The lactation PK study found milk volume fell 8.3% from baseline during treatment. It's modest, but it can matter for a mother with borderline supply or one exclusively breastfeeding. The mechanism is unclear — possibly GABAergic effects on prolactin, sedation-related reduced feeding frequency, or study conditions. If a patient reports lower supply during the course, frame it as a recognized, expected finding: advise hydration, frequent pumping/feeding, and reassurance that supply should normalize after the 14 days.

Monitoring the Infant

Because zuranolone is a potent GABA-A PAM, the theoretical concern in a breastfed infant is sedation. Monitor for unusual sleepiness or a "poor suck," difficulty waking for feeds, and adequate weight gain across the 14-day course. In practice, the very low RID makes clinically significant infant sedation unlikely — but the monitoring is simple and worth doing.

Comparative Lactation Data

The two neuroactive steroids side by side — and where zuranolone sits among antidepressants for milk transfer.

Agent RID (approx.) Protein Binding Milk:Plasma Status / Recommendation
Zuranolone (Zurzuvae) 0.36% (30 mg); <1% (50 mg est.) >99.5% Available; RID compatible with breastfeeding, shared decision-making given absent fed-infant data
Brexanolone (Zulresso) ≤1.3% ~99% 1.36 Withdrawn from US market (FDA approval withdrawn Apr 14, 2025); low RID historically
Sertraline (reference) ~0.5–3% ~98% Preferred SSRI in lactation; lowest milk transfer among SSRIs
Fluoxetine (reference) ~5–9%+ ~95% Higher milk levels; long half-life — use with more caution in lactation

The takeaway: by relative infant dose, zuranolone is in the most-reassuring tier of antidepressants — its limitation in breastfeeding is the absence of direct fed-infant data and its maternal sedation profile, not the quantity that reaches milk.

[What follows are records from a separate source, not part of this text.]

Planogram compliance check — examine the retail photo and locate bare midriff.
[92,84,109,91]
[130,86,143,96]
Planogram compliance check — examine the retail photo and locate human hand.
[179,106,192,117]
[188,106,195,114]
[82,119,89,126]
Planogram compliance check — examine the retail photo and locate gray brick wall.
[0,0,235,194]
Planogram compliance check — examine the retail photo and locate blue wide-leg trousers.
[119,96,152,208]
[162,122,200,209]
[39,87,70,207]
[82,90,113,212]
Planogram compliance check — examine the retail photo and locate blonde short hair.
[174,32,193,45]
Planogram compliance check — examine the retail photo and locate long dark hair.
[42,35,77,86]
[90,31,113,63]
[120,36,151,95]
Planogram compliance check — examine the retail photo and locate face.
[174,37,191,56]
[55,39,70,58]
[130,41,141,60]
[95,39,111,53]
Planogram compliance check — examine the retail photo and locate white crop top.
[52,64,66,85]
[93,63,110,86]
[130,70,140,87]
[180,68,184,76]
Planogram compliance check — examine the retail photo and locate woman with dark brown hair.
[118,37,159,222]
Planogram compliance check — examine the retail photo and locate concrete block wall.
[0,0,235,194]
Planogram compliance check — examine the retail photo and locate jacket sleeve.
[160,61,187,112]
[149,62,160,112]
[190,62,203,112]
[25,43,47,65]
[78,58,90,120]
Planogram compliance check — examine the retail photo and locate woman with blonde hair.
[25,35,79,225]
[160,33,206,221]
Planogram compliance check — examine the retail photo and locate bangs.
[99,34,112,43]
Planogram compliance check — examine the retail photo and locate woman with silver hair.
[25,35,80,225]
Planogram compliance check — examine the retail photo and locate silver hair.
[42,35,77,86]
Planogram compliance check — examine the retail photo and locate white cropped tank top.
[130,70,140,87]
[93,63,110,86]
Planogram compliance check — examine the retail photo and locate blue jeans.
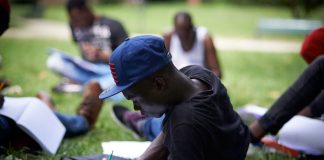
[143,115,165,141]
[55,112,90,137]
[47,49,124,101]
[259,56,324,134]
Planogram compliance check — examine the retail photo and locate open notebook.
[0,97,65,154]
[101,141,151,159]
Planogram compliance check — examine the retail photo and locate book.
[101,141,151,159]
[0,97,66,154]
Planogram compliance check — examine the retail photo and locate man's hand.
[81,42,111,63]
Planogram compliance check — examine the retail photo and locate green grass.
[12,3,324,40]
[0,38,306,159]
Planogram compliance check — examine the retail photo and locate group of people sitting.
[0,0,324,160]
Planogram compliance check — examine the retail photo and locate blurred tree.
[288,0,324,18]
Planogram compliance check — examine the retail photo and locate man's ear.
[153,76,168,91]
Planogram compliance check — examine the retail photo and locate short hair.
[174,11,192,25]
[66,0,89,12]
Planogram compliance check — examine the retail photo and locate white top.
[170,27,207,69]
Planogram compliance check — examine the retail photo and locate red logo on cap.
[109,63,118,83]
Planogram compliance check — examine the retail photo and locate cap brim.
[99,83,133,100]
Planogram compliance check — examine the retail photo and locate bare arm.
[204,34,222,78]
[138,132,168,160]
[81,43,111,63]
[163,32,172,50]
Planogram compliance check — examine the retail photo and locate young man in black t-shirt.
[99,36,249,160]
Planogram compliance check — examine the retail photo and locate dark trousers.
[259,56,324,134]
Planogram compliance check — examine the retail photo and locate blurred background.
[0,0,324,159]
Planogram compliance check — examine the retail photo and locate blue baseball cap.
[99,35,171,99]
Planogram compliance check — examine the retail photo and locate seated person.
[163,11,222,78]
[0,82,103,152]
[47,0,127,100]
[249,28,324,154]
[99,35,249,160]
[113,11,222,141]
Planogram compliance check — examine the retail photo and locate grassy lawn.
[0,38,306,159]
[12,3,324,40]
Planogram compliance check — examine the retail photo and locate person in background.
[99,35,250,160]
[0,0,103,153]
[47,0,128,97]
[163,11,222,78]
[249,27,324,148]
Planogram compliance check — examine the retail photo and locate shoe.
[36,92,55,110]
[113,105,144,138]
[77,82,103,128]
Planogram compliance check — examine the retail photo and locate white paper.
[101,141,151,159]
[0,97,65,154]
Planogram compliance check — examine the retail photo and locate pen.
[108,151,114,160]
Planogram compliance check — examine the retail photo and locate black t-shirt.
[163,66,249,160]
[70,17,128,62]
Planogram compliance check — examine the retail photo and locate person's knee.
[47,55,63,71]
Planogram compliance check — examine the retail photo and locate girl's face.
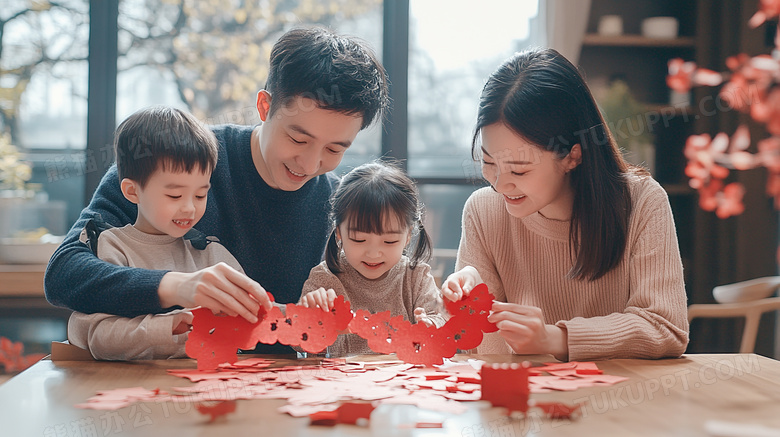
[481,123,581,220]
[336,216,411,279]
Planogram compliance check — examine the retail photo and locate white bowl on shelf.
[0,237,62,264]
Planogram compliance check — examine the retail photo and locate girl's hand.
[488,302,569,361]
[157,263,271,323]
[414,308,434,326]
[441,266,482,302]
[298,287,336,311]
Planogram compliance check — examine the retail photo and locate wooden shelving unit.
[582,33,696,48]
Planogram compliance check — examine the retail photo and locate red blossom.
[715,182,745,219]
[748,0,780,28]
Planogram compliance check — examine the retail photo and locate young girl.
[442,49,688,360]
[299,162,445,356]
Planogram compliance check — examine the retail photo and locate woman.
[442,49,688,360]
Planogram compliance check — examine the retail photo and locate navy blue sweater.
[44,125,338,352]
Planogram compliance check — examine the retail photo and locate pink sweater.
[456,177,688,361]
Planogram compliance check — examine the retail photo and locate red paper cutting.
[480,362,530,413]
[184,307,266,370]
[0,337,46,373]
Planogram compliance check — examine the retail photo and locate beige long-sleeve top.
[301,253,446,356]
[456,176,688,361]
[68,225,244,360]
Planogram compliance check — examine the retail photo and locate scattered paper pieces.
[76,358,628,426]
[309,402,374,426]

Maternal Safety: the 12-Hour Rule

Evidence: Boxed warning; CNS depression is the dominant practical constraint
Boxed Warning — Impaired Ability to Drive

Zuranolone carries a boxed warning: it "causes driving impairment due to central nervous system (CNS) depressant effects. Advise patients not to drive or engage in other potentially hazardous activities until at least 12 hours after administration." Critically, patients may not be able to accurately assess their own degree of impairment.

Adverse Reactions (50 mg vs. placebo, Study 1)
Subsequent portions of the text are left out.